From: Ludovic Courtès
Subject: OpenSSL “DROWN” vulnerability & grafts
Date: Tue, 01 Mar 2016 22:16:47 +0100
User-agent: Gnus/5.13 (Gnus v5.13) Emacs/24.5 (gnu/linux)

Hello!

OpenSSL 1.0.2g was released today, fixing several serious security
vulnerabilities, several of which are referred to as “DROWN” (as has
become security-marketing tradition.)

This gave a good incentive to fix the “grafting” mechanism described at:

  https://www.gnu.org/software/guix/manual/html_node/Security-Updates.html

The problem was that until now, grafting was not recursive:
<http://bugs.gnu.org/22139>.  This is fixed in c22a132, so we “rushed”
to use it in ‘master’ for the OpenSSL upgrade, which is done in caeadfd.

So now is the time to find out how well the new implementation scales
and to address any limitations.  :-)

A potentially disturbing thing with the new code is that it starts
building/downloading things early, typically before it has written “The
following derivations will be built”; see
<http://debbugs.gnu.org/cgi/bugreport.cgi?bug=22139#13>.

A limitation of the current implementation is that the replacement
package must have exactly the same name and version as the package being
replaced.  So OpenSSL 1.0.2g shows up as /gnu/store/…-openssl-1.0.2f.

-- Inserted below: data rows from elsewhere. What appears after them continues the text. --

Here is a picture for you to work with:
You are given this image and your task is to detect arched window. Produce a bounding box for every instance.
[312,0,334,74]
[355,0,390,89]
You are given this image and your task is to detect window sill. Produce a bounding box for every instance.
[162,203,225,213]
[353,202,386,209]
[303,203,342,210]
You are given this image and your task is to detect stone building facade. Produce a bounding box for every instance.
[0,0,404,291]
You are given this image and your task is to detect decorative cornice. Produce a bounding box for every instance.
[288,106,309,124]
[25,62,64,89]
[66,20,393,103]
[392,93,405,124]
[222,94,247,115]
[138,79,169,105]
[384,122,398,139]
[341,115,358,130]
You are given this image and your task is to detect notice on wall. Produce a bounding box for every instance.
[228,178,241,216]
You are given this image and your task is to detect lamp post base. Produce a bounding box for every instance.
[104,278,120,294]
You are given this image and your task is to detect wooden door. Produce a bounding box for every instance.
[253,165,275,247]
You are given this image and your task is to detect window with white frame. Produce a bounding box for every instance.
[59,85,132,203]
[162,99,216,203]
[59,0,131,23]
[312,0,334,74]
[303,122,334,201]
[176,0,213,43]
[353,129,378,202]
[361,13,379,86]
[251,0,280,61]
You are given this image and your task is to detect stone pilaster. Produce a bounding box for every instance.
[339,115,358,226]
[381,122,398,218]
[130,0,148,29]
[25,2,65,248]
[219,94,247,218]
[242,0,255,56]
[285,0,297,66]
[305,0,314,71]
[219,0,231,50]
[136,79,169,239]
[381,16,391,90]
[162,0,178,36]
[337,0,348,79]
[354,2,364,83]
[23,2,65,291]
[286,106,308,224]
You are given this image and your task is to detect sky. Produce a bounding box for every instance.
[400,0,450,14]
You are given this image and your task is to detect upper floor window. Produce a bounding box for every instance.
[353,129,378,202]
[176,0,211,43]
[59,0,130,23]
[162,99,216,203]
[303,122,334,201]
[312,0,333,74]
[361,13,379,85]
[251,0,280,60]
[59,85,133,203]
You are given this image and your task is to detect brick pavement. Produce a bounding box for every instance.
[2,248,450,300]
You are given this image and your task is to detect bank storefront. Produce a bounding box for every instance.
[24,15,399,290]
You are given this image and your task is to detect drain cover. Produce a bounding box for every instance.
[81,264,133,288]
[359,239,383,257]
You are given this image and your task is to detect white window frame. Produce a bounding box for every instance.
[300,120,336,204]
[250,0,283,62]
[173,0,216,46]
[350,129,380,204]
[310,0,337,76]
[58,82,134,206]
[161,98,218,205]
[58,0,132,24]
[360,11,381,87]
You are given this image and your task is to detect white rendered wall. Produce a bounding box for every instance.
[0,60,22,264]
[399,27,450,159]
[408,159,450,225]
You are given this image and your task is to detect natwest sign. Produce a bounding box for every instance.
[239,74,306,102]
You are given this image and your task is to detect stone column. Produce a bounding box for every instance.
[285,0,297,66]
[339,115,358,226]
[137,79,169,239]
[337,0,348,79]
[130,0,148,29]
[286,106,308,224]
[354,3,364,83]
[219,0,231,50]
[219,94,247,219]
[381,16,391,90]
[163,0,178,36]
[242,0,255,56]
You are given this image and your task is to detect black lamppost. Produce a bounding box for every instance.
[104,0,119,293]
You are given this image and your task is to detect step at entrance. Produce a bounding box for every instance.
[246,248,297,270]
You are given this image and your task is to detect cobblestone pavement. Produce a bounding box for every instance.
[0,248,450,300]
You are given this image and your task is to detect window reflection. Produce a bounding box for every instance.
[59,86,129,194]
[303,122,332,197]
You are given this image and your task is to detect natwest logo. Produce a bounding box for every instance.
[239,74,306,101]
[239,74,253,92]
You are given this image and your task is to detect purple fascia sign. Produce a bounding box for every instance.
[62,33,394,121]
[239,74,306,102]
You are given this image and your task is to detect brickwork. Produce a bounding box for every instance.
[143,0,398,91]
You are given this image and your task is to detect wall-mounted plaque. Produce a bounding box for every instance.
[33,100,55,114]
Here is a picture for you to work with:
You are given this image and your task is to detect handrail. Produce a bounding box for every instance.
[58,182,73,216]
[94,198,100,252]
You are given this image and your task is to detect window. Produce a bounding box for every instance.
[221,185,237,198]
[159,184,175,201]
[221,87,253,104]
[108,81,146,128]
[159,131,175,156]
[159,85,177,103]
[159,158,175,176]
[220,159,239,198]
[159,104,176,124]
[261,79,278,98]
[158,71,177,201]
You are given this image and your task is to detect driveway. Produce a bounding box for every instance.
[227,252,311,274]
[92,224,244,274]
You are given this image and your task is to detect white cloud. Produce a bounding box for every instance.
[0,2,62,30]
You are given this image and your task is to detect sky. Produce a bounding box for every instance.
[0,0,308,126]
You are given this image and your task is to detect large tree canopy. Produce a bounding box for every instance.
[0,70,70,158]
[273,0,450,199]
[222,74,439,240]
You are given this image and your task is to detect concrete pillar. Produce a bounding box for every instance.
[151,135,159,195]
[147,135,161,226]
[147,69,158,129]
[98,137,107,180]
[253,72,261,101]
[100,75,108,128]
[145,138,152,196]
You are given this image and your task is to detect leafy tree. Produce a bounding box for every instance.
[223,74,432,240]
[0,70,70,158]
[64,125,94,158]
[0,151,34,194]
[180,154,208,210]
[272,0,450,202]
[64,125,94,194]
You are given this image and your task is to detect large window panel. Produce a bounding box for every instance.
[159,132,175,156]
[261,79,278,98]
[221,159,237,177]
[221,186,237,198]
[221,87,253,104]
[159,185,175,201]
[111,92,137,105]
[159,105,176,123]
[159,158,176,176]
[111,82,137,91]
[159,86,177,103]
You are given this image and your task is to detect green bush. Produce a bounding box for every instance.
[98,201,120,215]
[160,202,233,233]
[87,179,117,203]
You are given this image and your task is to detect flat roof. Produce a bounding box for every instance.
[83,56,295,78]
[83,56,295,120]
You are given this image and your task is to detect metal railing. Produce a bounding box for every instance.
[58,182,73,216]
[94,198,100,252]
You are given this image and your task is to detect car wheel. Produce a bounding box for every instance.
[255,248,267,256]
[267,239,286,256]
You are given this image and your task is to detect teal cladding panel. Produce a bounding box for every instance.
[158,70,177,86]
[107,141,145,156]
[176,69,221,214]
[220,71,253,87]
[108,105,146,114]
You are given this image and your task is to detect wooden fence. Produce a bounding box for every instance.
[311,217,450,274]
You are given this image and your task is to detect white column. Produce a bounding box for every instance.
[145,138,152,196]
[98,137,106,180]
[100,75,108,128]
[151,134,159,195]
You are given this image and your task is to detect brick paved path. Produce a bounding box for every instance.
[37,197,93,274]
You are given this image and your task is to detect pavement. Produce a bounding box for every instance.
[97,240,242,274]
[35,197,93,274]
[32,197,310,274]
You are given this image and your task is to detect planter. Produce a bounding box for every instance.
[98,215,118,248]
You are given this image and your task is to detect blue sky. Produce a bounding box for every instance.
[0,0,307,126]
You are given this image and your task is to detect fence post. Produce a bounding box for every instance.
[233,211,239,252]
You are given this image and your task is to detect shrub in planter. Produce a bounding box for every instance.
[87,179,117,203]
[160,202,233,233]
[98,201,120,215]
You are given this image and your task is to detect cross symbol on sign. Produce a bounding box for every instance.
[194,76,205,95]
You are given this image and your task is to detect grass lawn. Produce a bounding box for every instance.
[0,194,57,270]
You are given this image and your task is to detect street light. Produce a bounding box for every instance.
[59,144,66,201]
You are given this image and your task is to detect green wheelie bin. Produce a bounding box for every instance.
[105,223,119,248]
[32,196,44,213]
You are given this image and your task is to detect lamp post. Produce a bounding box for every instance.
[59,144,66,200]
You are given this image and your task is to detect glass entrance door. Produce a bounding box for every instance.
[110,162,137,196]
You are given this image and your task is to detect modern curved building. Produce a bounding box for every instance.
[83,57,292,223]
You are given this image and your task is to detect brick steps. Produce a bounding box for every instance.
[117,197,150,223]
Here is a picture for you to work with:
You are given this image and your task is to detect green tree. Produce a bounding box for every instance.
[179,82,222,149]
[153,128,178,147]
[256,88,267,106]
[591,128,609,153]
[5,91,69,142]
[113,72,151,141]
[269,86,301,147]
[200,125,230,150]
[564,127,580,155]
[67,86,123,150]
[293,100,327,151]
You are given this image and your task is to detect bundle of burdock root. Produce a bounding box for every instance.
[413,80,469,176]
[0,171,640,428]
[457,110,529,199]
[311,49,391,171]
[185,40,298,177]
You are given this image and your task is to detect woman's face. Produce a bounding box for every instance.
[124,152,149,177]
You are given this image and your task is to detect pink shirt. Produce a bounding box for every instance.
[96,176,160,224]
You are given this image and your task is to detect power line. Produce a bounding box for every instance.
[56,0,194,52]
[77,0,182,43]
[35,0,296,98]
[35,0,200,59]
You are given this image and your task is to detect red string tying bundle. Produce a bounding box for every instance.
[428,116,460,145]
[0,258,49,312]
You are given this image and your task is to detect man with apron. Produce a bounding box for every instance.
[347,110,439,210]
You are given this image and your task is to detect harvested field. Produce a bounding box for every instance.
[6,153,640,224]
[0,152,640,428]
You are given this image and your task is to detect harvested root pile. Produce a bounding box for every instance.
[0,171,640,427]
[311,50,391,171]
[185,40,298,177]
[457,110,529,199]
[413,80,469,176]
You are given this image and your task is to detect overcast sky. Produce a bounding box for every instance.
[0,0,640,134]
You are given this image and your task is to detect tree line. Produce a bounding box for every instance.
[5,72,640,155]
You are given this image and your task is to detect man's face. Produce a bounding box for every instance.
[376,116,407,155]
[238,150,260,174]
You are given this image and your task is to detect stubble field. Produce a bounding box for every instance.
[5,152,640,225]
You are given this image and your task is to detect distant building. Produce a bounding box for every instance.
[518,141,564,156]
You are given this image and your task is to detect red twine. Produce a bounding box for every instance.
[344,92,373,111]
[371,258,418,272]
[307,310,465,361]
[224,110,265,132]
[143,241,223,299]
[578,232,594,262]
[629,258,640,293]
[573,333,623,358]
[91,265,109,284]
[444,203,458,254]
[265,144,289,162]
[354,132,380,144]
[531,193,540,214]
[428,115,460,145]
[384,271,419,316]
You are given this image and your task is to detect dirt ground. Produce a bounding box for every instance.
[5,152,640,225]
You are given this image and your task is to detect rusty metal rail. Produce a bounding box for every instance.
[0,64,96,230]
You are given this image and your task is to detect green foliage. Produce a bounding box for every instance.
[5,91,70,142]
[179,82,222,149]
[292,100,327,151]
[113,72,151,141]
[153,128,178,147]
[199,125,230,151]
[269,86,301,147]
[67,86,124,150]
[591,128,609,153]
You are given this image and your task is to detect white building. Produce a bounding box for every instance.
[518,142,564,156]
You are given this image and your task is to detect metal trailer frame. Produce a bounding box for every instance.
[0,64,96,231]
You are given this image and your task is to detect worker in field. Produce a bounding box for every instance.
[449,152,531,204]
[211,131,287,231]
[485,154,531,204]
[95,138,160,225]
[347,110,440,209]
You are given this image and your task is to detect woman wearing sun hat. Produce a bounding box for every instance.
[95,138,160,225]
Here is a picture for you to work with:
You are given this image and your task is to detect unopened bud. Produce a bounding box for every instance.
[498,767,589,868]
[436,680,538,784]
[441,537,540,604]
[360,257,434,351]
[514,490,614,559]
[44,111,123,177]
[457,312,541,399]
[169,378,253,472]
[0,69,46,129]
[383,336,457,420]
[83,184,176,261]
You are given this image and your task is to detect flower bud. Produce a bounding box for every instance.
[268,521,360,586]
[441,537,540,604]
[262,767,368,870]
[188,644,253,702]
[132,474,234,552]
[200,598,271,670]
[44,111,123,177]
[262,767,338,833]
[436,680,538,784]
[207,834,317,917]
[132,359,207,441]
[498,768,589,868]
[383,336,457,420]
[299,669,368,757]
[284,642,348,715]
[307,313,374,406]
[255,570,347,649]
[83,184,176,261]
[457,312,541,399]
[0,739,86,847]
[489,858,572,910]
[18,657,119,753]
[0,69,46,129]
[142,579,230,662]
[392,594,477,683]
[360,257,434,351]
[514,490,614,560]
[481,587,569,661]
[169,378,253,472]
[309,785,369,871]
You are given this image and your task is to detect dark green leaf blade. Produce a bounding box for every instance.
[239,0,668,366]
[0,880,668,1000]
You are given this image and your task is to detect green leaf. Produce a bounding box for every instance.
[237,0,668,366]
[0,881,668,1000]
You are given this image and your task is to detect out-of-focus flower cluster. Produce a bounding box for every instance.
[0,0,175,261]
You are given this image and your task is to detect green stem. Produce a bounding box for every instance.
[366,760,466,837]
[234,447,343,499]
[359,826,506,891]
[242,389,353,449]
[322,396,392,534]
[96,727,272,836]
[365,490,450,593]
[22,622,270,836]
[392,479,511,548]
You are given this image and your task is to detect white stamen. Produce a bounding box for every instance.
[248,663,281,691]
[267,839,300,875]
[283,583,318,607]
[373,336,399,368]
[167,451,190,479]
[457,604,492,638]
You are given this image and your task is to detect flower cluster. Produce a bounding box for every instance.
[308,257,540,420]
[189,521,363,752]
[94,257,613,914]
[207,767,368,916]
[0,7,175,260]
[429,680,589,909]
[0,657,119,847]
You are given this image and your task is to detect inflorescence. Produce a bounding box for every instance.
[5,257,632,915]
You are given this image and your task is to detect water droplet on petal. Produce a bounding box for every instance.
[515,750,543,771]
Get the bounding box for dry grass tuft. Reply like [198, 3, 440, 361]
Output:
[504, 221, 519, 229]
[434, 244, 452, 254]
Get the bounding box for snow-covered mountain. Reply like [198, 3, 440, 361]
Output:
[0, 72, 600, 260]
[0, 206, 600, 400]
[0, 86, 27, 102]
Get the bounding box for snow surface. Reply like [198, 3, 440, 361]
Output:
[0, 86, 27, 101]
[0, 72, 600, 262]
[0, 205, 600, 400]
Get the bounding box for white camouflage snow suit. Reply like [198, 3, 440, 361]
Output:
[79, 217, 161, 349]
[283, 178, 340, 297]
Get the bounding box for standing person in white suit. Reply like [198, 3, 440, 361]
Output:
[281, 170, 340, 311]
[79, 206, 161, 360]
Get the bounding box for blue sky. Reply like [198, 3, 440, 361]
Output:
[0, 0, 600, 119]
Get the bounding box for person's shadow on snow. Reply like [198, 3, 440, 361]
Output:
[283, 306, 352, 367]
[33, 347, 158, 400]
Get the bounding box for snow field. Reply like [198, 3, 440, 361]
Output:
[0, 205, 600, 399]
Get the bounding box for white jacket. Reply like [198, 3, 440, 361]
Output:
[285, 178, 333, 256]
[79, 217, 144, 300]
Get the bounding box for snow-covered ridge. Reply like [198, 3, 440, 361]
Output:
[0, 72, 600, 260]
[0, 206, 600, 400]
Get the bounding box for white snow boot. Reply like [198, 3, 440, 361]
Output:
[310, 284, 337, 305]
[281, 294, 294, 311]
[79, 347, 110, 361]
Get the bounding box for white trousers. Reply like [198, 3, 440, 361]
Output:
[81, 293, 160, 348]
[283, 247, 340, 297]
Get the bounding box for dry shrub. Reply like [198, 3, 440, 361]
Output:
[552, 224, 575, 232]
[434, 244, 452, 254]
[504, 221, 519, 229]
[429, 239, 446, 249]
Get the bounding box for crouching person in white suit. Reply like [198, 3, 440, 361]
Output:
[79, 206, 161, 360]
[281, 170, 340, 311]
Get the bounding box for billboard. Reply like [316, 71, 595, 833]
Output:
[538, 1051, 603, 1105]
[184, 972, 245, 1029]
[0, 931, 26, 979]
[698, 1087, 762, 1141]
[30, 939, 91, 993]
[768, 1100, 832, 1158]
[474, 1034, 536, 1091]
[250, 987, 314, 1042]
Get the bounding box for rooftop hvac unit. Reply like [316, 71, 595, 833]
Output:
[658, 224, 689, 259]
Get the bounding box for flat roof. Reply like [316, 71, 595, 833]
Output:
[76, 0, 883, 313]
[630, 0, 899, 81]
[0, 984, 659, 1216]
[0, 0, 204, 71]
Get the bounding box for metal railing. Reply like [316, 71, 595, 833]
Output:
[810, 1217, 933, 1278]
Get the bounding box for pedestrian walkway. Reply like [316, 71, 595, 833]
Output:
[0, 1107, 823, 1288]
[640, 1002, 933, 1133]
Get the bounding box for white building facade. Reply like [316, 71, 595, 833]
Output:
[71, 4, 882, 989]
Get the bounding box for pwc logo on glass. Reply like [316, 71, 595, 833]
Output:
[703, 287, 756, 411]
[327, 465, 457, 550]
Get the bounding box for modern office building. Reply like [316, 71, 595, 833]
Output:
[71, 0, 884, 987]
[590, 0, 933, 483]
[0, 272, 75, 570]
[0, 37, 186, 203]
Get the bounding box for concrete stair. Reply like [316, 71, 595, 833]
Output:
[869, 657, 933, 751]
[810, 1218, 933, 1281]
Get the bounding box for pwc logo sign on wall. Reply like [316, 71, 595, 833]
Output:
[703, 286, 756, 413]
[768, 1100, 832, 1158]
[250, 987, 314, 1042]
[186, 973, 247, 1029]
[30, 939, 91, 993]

The store file name of the old OpenSSL is given by:

  guix build openssl --no-grafts

… and the new one is given by:

  guix build openssl

For example, to verify which OpenSSL(s) your whole profile refers to,
you can run:

  guix gc -R $(readlink -f ~/.guix-profile) | grep openssl

and check the store file names that you get (make sure to turn off
guix-prettify-mode :-)).  Likewise for a GuixSD generation:

  guix gc -R $(guix system build config.scm) | grep openssl

And for running processes:

  lsof | grep /gnu/store/.*openssl

Seems like this tricks could go in the manual under “Security Updates”
no?

Feedback welcome!

Ludo’.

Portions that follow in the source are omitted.